In a century of providing ceramics instruction, Greenwich House Pottery (GHP), located on a picturesque street in New York City’s historic Greenwich Village neighborhood, evolved from a modest program aimed at acculturating poor immigrants and providing training in a marketable skill to a nationally recognized workplace and showcase for contemporary ceramics. Begun in 1909 as a program of a settlement house founded in 1902, the pottery, under its first director, Maude Robinson (from 1911 to 1941), an artist with a Newcomb College background, attracted patronage as well as students from the city’s social elite, and accepted commissions and sold works through a retail shop. Under the leadership of Jane Hartsook (1945-82), GHP moved in 1948 to its current three-story brick building at 16 Jones Street and broadened its reach to attract both postwar youth and more committed artists. On her watch, a who’s who of ceramists made their way to the pottery to teach, lecture or give workshops: Peter Voulkos, Tony Hepburn, Warren MacKenzie, Margaret Israel, Rudy Autio, Jun Kaneko, to name a few. In 1970 Hartsook opened the upstairs gallery now bearing her name, which shows established and emerging artists. The ground floor shop has featured functional work.

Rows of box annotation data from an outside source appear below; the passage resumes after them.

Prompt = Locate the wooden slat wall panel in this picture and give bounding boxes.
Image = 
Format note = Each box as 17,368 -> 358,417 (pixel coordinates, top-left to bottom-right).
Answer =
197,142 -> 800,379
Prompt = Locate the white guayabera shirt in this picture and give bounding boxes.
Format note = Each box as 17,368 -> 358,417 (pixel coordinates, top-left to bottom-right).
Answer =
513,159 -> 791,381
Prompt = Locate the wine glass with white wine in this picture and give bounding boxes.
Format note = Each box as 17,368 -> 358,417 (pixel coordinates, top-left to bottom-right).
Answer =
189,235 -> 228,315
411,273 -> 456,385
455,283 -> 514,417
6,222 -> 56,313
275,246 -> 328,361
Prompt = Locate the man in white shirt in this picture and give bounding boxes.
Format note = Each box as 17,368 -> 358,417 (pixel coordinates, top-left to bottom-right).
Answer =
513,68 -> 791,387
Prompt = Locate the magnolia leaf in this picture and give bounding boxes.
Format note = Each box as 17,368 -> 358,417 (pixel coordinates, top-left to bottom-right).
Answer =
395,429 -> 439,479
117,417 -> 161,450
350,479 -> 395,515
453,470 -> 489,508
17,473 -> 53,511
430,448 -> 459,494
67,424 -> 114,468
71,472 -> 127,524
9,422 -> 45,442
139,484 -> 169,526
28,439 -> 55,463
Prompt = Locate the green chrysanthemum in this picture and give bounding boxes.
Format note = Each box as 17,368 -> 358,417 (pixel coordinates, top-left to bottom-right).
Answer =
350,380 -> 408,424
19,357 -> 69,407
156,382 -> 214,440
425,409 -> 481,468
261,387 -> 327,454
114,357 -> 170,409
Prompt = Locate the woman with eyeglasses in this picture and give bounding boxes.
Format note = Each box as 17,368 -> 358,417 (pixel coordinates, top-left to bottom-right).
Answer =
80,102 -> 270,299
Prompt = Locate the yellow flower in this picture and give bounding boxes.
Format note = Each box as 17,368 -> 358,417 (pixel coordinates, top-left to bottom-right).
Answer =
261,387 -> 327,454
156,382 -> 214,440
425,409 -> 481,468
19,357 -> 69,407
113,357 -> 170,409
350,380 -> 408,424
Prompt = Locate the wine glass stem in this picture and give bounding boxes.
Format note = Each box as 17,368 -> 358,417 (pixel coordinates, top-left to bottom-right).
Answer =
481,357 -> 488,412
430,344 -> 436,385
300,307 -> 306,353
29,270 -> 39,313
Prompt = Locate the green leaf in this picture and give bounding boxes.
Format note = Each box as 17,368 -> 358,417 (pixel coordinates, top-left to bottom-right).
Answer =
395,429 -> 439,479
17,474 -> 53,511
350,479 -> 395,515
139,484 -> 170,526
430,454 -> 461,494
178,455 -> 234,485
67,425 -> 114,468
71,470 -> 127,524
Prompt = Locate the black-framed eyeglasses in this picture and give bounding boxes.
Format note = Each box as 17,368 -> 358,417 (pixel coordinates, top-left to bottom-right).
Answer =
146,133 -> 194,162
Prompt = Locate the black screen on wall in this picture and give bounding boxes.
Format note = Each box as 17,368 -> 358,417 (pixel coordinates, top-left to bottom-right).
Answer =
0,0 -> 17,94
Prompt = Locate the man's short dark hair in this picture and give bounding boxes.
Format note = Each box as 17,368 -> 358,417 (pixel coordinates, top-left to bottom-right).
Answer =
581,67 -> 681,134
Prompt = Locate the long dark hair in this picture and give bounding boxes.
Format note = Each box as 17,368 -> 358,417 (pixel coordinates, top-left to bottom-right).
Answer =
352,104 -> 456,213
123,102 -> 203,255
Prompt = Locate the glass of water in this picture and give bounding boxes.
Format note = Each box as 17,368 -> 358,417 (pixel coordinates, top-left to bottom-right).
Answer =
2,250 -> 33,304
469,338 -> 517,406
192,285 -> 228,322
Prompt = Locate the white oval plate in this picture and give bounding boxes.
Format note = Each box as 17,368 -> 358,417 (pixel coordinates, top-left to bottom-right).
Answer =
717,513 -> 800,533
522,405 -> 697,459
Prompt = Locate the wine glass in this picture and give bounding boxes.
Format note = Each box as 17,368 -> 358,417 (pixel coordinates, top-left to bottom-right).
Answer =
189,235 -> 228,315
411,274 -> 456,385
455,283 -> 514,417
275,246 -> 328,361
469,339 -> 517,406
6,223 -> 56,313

Open all year, the well-equipped facility offers adult classes from basic hand-building and wheel work to more advanced techniques. GHP launched a series of celebratory exhibitions in September with “Who Lives in Greenwich Village?” consisting of a unique ceramic tile map of Greenwich Village with the pottery building at the center, created by Andy Brayman, a former studio manager, and Ayumi Horie. The map has two historic reference points: 1909, the pottery’s founding year, and 1609, the year of Henry Hudson’s voyage, represented by animals and plants that thrived in early Manhattan. Other exhibitions are solo shows of Kathy Erteman and Anat Shiftan. Lectures on historical subjects are also scheduled and, in April, a panel discussion on studio pottery with Glenn Adamson, Howard Risatti and others.
Musing on the common thread between the activities of its origins and today’s community of GHP artists, director Sarah Archer says, “My sense is that although the mission has shifted quite drastically, the essential role of forging the bonds of community, values and shared interests through the collective process of making something has not changed since our founding days.”